You paid for the AI. You trained it with your team's expertise.

You do not get to keep the trained version when you leave.

The Real Cost of Switching

Let's put numbers on this.

A mid-market company with 50 employees using an AI-augmented SaaS platform for 12 months. The AI has handled roughly 15,000 customer interactions. It has learned from approximately 8,000 internal decisions. It has built contextual awareness across 12 departments.

Here's what switching actually costs:

Data migration: $25K, 3 weeks. The easy part.

Retraining the new AI: Your team spends the next 6 to 8 months correcting the new system, re-teaching it every preference, every workflow nuance, every customer quirk. Lost productivity: $150K to $300K, conservatively.

The invisible cost: For those 6 to 8 months, your team is slower. They are frustrated. The new AI makes mistakes the old one stopped making months ago. Customer satisfaction dips. Employee satisfaction dips. You don't measure this line item. You feel it.
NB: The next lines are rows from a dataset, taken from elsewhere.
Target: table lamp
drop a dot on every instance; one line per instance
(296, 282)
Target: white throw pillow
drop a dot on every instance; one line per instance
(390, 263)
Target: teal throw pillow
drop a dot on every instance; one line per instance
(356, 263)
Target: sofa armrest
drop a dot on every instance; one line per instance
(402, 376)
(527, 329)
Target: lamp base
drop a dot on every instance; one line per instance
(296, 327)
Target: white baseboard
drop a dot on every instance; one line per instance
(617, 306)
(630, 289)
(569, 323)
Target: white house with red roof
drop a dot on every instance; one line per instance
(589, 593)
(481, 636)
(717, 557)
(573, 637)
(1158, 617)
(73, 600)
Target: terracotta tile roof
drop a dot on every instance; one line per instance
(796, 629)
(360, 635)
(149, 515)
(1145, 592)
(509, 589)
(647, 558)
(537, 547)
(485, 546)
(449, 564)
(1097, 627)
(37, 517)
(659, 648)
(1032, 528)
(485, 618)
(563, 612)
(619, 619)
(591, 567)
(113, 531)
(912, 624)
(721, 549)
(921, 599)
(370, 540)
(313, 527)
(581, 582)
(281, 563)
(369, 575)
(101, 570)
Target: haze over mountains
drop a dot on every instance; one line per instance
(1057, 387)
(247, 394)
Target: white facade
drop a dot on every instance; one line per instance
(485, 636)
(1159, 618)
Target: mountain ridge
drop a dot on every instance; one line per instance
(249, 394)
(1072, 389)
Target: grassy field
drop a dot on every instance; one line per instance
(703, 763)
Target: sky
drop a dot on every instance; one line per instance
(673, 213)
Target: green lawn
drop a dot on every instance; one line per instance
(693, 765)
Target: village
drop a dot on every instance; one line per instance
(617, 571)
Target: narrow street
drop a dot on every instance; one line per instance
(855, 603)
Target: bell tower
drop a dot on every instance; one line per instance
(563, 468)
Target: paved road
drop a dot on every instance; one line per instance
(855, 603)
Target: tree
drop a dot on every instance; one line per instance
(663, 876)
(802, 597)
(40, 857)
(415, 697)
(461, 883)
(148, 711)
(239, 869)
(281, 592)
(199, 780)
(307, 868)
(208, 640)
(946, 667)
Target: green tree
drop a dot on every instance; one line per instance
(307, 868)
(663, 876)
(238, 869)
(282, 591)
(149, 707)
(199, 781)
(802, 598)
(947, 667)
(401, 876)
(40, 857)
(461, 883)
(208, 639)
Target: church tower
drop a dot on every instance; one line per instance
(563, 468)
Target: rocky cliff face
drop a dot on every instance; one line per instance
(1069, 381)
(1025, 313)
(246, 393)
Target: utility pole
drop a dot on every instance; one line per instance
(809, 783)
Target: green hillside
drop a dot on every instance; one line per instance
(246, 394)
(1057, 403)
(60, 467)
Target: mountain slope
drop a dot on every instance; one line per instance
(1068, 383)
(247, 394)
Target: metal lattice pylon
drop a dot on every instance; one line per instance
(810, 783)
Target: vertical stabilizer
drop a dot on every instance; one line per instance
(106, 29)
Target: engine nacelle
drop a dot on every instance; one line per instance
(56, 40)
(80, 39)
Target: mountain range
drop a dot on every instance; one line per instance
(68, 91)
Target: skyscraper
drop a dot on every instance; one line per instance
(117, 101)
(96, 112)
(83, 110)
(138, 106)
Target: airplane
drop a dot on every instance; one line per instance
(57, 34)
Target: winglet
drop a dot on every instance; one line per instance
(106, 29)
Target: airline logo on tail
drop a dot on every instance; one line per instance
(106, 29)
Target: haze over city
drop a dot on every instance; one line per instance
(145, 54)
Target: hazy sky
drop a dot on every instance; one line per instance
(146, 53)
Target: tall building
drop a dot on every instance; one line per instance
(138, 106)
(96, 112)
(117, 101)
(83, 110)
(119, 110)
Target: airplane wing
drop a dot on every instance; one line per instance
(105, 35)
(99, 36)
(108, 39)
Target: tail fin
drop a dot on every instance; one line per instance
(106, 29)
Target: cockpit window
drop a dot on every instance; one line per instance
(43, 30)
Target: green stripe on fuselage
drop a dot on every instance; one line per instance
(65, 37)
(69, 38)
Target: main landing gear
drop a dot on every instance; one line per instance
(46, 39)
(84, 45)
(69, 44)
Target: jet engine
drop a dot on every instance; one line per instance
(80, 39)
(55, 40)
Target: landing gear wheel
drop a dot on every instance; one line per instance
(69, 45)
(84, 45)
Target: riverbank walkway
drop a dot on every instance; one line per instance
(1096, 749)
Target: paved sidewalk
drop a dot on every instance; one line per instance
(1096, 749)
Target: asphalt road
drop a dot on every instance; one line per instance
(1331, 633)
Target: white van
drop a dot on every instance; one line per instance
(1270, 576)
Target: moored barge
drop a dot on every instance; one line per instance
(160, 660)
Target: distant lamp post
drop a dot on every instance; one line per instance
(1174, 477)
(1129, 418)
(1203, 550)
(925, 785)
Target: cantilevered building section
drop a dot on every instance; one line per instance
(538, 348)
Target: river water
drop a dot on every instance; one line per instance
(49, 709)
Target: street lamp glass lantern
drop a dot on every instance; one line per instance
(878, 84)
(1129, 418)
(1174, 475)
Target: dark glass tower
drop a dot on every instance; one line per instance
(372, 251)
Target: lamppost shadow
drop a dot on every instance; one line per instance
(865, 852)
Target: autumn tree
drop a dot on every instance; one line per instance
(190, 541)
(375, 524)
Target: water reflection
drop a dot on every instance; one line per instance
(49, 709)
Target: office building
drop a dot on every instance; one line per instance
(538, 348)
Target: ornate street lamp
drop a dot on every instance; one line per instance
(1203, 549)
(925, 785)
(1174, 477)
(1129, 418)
And here's the worst part. While you're retraining the new system, your competitor who stayed on the original platform is pulling further ahead. Their AI has 18 months of learning. Yours has zero.

This is not like switching CRMs. This is like firing your COO and replacing them with a college graduate who has never seen your industry. Same title. Same access to files. Completely different capability.

What To Do About It

The answer is not "avoid AI." That ship sailed. The answer is controlling where the intelligence lives.

Three things you can do now:

First, separate the AI layer from the application layer. Use AI tools that run on your infrastructure, your hardware, your terms. If the AI is a capability you own, not a feature inside someone else's product, the learning stays with you when you switch applications.

Second, demand model portability. Before signing with any AI-augmented SaaS vendor, ask one question: "If we leave in 18 months, what exactly do we take with us?" If the answer is "your data exports," walk. If the answer includes a credible path to exporting the model's learned behavior: fine-tuning checkpoints, embedding stores, preference profiles. Stay and negotiate.

Third, build internal AI capability now, while the field is still level. Your team does not need to become machine learning engineers. They need to understand how to run open-weight models on a server you control. One person, one machine, an afternoon of setup. The cost of building this is dropping every quarter. The cost of not building it compounds.

The SaaS drug dealer model works because the high is real and the withdrawal is terrifying.

The only way out is owning your own supply.